Does Genesis 1 explicitly (or implicitly) convey the idea of creatio ex nihilo? Paul Copan and William Lane Craig, holding the traditional understanding, believe it does. This article examined carefully the case presented in their co-authored work Creation out of Nothing: A Biblical, Philosophical, And Scientific Exploration (2004). My aim is to test, by fairly balancing the considerations of the core arguments in their apologia, and judge whether that which is contended is true.

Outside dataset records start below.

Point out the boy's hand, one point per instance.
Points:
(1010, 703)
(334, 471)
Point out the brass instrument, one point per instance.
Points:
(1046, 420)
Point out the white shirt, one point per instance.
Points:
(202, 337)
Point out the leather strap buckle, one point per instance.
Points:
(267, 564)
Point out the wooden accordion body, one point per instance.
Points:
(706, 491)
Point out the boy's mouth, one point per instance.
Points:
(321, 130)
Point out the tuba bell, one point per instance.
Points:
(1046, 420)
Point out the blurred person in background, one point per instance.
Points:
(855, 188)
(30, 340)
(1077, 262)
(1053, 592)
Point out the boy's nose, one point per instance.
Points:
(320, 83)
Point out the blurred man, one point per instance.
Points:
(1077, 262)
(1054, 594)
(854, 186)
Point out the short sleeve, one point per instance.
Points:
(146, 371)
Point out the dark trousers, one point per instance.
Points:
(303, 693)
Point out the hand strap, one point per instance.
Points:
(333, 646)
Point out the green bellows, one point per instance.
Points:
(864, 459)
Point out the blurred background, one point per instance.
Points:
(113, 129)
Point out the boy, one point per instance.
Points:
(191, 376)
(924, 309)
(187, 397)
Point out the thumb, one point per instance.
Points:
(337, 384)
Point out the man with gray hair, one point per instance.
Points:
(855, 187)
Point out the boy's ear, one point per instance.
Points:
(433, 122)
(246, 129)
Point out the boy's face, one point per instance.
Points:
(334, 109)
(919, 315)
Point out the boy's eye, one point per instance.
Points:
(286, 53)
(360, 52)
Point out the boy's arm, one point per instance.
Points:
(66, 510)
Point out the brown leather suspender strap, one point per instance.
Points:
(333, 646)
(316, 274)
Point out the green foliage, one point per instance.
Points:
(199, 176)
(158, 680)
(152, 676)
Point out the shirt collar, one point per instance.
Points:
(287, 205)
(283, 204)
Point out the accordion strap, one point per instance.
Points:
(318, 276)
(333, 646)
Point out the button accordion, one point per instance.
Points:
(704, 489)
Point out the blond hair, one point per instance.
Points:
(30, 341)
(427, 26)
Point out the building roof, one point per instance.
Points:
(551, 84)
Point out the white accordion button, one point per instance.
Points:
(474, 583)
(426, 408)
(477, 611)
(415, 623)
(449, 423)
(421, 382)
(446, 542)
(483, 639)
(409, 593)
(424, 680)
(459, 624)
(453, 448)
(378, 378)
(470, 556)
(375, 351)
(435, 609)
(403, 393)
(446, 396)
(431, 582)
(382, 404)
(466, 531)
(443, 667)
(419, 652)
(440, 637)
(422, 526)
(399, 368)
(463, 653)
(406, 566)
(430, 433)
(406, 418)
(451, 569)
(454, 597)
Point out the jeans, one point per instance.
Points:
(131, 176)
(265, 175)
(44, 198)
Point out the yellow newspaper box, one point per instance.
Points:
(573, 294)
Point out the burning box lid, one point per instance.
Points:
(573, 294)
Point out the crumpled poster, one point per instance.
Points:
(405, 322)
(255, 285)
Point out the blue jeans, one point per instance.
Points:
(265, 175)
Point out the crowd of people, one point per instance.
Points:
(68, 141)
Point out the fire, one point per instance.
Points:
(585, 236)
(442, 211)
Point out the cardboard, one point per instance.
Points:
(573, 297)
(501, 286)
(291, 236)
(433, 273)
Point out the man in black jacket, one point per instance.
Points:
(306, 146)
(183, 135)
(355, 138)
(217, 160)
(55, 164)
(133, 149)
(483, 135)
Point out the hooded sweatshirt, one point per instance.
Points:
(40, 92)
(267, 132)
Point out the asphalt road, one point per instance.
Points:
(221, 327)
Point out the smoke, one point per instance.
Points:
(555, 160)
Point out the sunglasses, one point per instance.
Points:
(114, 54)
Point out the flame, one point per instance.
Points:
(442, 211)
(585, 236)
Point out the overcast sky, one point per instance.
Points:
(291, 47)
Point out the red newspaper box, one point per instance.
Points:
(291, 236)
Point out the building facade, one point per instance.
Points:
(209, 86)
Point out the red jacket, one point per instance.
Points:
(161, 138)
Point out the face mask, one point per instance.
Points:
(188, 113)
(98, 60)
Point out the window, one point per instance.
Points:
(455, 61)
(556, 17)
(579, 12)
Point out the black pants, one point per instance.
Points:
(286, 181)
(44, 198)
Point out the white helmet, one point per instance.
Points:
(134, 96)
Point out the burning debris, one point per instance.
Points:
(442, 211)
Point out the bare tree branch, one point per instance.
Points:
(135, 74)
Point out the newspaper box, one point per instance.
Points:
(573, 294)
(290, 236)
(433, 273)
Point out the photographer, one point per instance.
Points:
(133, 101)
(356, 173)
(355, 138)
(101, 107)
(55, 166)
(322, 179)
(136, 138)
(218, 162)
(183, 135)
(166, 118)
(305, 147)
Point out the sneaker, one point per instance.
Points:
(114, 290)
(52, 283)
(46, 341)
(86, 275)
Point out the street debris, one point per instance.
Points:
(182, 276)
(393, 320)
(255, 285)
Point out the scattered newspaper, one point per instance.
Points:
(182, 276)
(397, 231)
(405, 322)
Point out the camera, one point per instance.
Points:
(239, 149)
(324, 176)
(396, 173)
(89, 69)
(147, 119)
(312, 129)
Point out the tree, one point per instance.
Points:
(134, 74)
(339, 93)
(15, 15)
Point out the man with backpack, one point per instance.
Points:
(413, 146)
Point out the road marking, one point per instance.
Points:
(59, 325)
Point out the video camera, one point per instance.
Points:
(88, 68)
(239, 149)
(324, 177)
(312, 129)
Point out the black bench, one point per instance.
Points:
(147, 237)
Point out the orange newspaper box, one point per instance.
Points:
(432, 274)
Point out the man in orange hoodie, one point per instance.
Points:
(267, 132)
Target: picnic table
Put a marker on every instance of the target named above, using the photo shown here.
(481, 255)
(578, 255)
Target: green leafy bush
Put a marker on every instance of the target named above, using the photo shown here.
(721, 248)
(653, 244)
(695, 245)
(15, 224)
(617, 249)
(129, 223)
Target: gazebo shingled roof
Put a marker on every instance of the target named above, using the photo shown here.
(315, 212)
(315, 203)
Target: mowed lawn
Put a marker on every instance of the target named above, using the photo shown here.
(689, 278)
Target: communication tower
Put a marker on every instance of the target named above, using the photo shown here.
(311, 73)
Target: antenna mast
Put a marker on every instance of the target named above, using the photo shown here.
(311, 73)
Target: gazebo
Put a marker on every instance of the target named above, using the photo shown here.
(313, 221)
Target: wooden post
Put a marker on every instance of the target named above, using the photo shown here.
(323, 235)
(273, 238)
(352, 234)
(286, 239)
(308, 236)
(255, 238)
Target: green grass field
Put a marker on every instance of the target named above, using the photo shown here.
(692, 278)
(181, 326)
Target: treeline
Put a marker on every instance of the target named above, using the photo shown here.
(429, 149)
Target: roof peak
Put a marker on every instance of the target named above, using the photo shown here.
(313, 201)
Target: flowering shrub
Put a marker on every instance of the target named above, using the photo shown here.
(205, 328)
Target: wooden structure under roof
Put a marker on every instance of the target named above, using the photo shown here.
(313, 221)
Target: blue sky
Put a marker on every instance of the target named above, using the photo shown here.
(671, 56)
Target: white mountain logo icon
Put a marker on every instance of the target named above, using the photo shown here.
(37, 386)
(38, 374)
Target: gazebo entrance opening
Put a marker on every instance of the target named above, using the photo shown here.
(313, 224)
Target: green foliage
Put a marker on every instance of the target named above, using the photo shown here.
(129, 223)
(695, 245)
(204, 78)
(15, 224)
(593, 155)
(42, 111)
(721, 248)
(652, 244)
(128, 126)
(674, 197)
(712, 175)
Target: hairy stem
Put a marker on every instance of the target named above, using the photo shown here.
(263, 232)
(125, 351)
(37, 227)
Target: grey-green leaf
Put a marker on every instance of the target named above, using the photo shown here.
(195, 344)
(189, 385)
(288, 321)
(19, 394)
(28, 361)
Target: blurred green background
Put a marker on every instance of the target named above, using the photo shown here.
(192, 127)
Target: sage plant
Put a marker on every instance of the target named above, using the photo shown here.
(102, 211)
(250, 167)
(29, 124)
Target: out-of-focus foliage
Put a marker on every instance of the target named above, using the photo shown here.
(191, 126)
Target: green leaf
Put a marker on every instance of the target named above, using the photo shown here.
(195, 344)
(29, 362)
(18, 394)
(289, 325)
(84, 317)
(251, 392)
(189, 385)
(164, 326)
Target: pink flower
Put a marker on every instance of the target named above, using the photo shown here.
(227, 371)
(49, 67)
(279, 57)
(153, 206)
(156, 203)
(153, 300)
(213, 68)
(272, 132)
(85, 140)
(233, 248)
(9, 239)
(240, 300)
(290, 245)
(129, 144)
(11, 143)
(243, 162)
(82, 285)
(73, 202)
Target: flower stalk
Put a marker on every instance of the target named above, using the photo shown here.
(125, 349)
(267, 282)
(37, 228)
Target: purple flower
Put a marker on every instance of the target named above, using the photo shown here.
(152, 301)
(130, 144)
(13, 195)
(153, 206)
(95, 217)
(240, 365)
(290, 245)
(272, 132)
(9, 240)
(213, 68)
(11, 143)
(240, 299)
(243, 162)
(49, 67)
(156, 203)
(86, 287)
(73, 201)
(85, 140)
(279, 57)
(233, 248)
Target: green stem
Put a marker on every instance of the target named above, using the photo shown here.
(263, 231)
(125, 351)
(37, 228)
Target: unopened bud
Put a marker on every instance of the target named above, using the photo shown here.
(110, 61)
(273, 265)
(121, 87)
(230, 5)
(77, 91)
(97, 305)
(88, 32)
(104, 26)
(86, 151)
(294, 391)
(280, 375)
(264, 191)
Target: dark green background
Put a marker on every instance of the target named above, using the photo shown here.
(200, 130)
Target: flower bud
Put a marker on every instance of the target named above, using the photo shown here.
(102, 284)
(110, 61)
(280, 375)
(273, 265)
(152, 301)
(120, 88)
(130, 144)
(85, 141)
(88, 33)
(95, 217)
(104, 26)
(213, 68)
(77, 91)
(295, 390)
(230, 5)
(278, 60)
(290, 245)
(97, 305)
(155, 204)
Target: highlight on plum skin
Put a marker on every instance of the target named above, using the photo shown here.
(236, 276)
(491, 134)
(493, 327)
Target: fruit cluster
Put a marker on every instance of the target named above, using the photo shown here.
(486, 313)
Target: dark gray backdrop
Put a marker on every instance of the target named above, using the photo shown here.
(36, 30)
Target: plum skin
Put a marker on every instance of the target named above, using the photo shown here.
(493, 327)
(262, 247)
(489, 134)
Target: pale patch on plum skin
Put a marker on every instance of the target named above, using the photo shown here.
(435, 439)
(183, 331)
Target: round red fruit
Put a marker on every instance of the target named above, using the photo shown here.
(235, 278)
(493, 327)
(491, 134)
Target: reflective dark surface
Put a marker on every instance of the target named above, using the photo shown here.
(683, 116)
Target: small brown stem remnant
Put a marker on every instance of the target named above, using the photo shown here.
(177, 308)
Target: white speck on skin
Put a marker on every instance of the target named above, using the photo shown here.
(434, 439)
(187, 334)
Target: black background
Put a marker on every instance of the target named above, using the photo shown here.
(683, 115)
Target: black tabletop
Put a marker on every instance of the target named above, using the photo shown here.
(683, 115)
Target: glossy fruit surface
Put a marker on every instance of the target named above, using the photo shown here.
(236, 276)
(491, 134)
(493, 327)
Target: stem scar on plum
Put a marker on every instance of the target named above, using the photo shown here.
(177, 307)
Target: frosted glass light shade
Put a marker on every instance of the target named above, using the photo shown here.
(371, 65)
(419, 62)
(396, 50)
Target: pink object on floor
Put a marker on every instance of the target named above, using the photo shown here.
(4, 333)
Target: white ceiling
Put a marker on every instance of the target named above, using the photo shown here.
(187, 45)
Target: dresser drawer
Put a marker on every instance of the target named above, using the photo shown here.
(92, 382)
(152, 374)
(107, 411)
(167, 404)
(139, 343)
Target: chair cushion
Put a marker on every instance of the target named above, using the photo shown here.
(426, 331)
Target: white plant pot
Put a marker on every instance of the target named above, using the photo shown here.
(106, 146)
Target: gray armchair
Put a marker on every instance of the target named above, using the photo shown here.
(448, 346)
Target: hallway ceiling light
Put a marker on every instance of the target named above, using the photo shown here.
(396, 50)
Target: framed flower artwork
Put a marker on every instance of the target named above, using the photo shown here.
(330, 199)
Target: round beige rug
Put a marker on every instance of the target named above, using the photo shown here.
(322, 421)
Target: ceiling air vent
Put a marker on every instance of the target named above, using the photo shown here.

Creation out of Nothing is a book filled with nothing but beneficial information. Copan and Craig’s defense for creatio ex nihilo is not only persuasive but also sound when it comes to the areas of philosophy and science (2004:147-266). Their biblical defenses from all passages but Genesis 1 are both strong and cogent (ibid. 71-91). It is only in Genesis 1 where our ways part, like summer and winter. This difference ought not overshadow the large, if not almost all, parts of what I am in total agreement with Copan and Craig.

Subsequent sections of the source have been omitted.